TEMAS DE HISTÓRIA – O REGICÍDIO – por JORGE LÁZARO

Saltimbancos

  

regicídio - I 

MANUEL BUIÇA, UM DOS REGICIDAS
MANUEL BUIÇA, UM DOS REGICIDAS

1.º CENTENÁRIO DO REGICÍDIO – 1908 – 2008

O regicídio ocorreu em Lisboa, no Terreiro do Paço, no dia 1 de Fevereiro de 1908, poucos minutos depois das dezassete horas.

A família real regressava de Vila Viçosa onde tinham passado o mês de Janeiro, aproveitando a extensa  tapada para caçar.

Por manifesta e repetida vontade de D. Carlos, o percurso nas ruas de Lisboa não foi feito de automóvel, mas em coche descoberto.
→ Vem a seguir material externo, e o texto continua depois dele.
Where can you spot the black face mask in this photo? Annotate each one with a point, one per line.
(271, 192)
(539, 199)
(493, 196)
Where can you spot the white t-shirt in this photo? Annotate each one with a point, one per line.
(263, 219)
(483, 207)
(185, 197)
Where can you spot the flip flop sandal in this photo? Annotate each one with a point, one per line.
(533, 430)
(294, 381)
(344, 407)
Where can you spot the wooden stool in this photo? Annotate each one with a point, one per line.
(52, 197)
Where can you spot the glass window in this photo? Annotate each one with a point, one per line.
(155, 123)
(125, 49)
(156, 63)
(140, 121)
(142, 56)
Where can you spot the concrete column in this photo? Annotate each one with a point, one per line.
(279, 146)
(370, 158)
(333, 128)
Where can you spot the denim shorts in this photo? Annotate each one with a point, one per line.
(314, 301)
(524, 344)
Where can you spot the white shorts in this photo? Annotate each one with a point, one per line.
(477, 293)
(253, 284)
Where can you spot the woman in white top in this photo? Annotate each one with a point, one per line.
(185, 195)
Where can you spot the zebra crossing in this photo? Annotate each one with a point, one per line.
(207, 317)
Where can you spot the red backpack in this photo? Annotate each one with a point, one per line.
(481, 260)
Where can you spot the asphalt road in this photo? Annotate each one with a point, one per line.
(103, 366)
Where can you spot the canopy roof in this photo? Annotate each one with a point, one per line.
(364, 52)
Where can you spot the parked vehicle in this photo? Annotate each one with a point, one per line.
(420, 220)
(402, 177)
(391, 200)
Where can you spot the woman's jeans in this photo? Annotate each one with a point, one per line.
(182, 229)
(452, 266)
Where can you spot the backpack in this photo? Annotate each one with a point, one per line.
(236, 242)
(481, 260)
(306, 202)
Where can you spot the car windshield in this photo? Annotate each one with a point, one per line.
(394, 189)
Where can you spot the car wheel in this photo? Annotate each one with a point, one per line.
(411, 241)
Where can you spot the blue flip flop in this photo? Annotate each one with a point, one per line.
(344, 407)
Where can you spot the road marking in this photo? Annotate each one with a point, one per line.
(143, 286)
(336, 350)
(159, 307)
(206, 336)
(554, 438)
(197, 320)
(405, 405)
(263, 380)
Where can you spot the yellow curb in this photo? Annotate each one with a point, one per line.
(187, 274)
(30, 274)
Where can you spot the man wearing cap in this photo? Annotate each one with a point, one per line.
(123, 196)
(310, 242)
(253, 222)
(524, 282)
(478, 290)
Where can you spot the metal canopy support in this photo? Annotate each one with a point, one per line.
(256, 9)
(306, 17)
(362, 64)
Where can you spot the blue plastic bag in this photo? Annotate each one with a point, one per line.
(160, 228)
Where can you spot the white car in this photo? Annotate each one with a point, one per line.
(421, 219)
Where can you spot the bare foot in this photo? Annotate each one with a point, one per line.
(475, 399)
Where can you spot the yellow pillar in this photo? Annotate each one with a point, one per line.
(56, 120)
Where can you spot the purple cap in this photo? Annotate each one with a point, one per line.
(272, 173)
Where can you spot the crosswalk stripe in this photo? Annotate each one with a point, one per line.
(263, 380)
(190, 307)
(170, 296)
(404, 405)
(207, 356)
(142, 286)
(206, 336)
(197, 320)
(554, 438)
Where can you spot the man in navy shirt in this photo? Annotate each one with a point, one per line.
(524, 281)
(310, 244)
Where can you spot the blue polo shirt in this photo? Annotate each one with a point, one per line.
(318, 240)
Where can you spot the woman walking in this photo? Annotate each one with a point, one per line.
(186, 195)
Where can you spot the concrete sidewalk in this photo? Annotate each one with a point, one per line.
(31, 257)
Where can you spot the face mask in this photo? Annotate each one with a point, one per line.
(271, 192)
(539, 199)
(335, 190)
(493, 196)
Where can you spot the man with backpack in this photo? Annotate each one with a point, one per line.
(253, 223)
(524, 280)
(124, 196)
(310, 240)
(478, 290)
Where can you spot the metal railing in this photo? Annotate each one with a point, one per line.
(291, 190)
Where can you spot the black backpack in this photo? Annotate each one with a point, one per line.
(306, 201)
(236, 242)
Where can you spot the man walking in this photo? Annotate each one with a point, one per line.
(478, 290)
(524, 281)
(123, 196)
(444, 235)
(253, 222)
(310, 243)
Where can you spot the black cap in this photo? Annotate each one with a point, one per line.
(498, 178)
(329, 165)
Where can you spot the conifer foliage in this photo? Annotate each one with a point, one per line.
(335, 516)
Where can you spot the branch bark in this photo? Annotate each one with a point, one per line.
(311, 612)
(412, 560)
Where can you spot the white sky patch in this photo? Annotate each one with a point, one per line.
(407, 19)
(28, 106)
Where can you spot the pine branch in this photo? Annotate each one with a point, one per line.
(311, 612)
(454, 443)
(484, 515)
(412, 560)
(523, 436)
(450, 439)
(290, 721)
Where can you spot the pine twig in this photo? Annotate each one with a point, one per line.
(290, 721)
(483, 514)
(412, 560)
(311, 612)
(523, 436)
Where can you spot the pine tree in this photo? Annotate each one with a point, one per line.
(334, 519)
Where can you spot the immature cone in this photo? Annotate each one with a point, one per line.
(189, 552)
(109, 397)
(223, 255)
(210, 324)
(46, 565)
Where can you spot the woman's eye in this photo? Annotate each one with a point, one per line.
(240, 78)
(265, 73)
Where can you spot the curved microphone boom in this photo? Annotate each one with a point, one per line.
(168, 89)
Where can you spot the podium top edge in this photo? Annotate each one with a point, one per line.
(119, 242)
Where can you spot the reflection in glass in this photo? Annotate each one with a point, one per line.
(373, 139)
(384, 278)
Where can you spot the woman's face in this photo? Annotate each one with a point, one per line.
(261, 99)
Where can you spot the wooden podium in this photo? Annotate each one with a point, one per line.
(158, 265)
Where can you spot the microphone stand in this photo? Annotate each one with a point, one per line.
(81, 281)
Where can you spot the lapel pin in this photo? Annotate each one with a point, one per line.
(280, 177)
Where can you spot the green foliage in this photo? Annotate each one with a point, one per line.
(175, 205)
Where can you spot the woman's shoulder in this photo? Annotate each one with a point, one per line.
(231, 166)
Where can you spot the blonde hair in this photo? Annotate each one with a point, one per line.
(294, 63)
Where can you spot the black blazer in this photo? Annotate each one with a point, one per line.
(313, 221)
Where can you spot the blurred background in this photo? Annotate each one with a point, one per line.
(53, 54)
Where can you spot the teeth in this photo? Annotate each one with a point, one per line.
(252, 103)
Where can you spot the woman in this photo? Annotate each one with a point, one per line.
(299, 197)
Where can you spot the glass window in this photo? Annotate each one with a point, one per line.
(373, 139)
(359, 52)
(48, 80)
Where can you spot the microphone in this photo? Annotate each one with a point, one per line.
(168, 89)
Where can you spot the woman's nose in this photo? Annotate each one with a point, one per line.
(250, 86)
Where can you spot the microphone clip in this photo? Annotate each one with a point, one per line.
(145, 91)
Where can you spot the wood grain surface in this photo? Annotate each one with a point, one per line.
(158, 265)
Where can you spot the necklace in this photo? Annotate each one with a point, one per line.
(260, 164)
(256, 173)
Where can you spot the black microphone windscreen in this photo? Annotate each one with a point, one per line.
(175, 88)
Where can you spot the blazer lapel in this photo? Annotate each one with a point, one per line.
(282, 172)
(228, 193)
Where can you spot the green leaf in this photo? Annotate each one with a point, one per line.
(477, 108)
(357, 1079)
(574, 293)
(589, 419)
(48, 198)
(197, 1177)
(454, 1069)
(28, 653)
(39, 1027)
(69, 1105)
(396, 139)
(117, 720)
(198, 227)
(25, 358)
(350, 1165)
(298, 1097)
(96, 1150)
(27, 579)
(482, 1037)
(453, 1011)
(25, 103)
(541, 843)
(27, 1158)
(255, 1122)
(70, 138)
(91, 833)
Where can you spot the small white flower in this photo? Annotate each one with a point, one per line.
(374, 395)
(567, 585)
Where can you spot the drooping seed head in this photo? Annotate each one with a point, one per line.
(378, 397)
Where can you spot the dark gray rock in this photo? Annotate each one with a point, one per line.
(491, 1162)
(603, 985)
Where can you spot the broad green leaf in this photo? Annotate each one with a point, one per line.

Além disso, a escolta estava reduzida aos batedores.

Foram dois os regicidas que dispararam contra a família real: NE-E Manuel Buiça, professor primário,  e Alfredo Costa , empregado do comércio. Tal como esperavam, e Manuel Buiça deixou escrito na sua carta/testamento,  foram mortos na troca de tiros que se seguiu. Eram ambos da Carbonária.

Morreram vítimas das  balas disparadas por estes dois homens o rei D. Carlos e o príncipe herdeiro D. Luís Filipe.

O Conselho de Estado, reunido no dia seguinte, votou a demissão do governo de João Franco, que D. Carlos apoiara, e nomeou um novo governo denominado “governo de acalmação”, presidido por um militar independente e constituído por personalidades dos partidos regenerador e progressista, além de figuras independentes.

A Maçonaria condenou o regicídio e “não interveio directa ou indirectamente.”- afirma António Reis, Grão Mestre do Grande Oriente Lusitano.” Por doutrina, diz ele, a Maçonaria não é contra o regime monárquico, mas contra as monarquias absolutas e as ditaduras, por violarem o princípio da liberdade.”

Em sua opinião, “o regicídio foi uma conspiração  da dissidência monárquica.”

Foram aqueles que assim pensavam que criaram a alcunha de “buissidentes” que  utilizavam  quando  se   referiam aos monárquicos  José Alpoim  e  ao  Conde  da  Ribeira Brava   que comprou  as  armas  e municiou os regicidas.

Dois  anos  passados  a  República  saía    vitoriosa e   a  família  real, nomeadamente   as rainhas   D.ª Maria  Pia   e   D.ª  Amélia   e o   rei D.º Manuel II partiam para o exílio em Inglaterra.

Já  com   oitenta  anos   D.ª Amélia  obteve autorização de Salazar para revisitar  Portugal. São palavras suas: “Recordar?!…  Recordar   é  ter  esquecido uma vez. Eu nunca esqueci!”